The stock's momentum into the print is striking. Shares climbed 5.4% on Thursday alone and are up nearly 9% on the week, pulling the price to $93.48 — within striking distance of the $93–$104 range where the most recent analyst notes cluster. That recovery sharpens the contrast with the dominant direction of Wall Street activity, which has been trimming targets rather than raising them. UBS lowered its target to $104 in mid-April while holding Neutral; Wells Fargo cut to $89 with an Equal-Weight rating; and JP Morgan, the most constructive of the three, pulled its Overweight target down from $122 to $115 in March. The consensus mean sits at $114 — a roughly 22% premium to the current price — but the direction of travel on individual targets tells a more cautious story than that gap implies. No major firm has upgraded or lifted a target in the weeks immediately before this print.
The bull case rests on audience momentum. Formula One TV ratings are reportedly up 10% year-over-year, with 7 out of 12 races hitting record viewership numbers and the US market particularly strong. That kind of top-of-funnel engagement supports the revenue assumptions that drive a bullish read of the company's media rights trajectory. Bears, however, are focused on execution risk in MotoGP — where the earnings multiple has already been trimmed — and structural uncertainties around the 100-Year Agreement's termination, which introduces legal and operational unpredictability. The valuation also gives pause: the stock now trades near 50x trailing earnings and 20.6x EV/EBITDA, multiples that have expanded modestly over the month but leave little margin for a disappointing print.

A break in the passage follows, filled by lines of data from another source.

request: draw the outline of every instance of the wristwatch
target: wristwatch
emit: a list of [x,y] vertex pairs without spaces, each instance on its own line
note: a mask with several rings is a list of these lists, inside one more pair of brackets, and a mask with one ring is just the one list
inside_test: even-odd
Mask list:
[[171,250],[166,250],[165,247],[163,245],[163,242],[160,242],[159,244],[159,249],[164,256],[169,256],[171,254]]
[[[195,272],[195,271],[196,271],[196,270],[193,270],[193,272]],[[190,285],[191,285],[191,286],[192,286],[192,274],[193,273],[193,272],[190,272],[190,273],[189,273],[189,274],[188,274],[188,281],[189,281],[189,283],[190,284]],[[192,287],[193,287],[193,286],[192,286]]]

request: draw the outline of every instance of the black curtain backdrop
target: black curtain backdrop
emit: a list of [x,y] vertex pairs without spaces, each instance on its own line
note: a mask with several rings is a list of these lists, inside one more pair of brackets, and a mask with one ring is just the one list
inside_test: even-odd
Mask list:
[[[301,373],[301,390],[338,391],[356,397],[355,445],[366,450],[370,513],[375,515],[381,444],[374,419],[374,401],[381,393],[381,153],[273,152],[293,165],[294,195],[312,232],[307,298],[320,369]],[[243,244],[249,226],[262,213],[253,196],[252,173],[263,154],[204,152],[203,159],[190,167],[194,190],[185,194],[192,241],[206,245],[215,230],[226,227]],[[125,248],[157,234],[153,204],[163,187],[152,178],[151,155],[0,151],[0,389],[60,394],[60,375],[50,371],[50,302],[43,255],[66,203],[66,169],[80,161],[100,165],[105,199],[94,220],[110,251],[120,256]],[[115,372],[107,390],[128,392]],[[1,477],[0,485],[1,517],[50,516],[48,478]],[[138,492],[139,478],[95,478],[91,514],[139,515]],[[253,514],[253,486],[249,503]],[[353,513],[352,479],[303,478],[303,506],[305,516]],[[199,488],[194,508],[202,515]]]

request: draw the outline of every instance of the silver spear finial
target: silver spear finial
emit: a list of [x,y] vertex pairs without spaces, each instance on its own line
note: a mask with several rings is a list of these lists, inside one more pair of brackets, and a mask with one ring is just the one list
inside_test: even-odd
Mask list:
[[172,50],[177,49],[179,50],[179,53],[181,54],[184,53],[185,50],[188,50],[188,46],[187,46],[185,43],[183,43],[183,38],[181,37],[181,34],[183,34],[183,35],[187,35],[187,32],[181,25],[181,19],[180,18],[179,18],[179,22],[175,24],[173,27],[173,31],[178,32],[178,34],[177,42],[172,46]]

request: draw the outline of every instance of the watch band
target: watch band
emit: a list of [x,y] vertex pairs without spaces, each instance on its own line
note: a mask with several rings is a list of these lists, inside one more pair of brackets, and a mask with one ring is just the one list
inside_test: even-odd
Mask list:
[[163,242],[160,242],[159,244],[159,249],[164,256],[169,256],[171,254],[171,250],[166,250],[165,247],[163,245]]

Short interest and the lending market offer almost no signal here. At 3.76% of free float, shorts are present but not aggressive, and borrowing costs have eased sharply — down roughly 31% over the past month to just 0.48% APR. The availability backdrop is also loose, with the borrow market nowhere near strained. Options positioning has edged more defensive — the put/call ratio has climbed to 0.67, near its 52-week high of 0.68, but the z-score of 0.94 means the shift is notable rather than extreme. Together, the positioning picture looks cautious rather than crowded: the stock has run hard into the print, the Street has been shaving targets, but neither short sellers nor options traders are betting heavily on a reversal.
The May 11 print will test whether Formula One's record viewership is translating into the kind of revenue and EBITDA growth that can hold the stock at a near-50x multiple after a 9% weekly surge.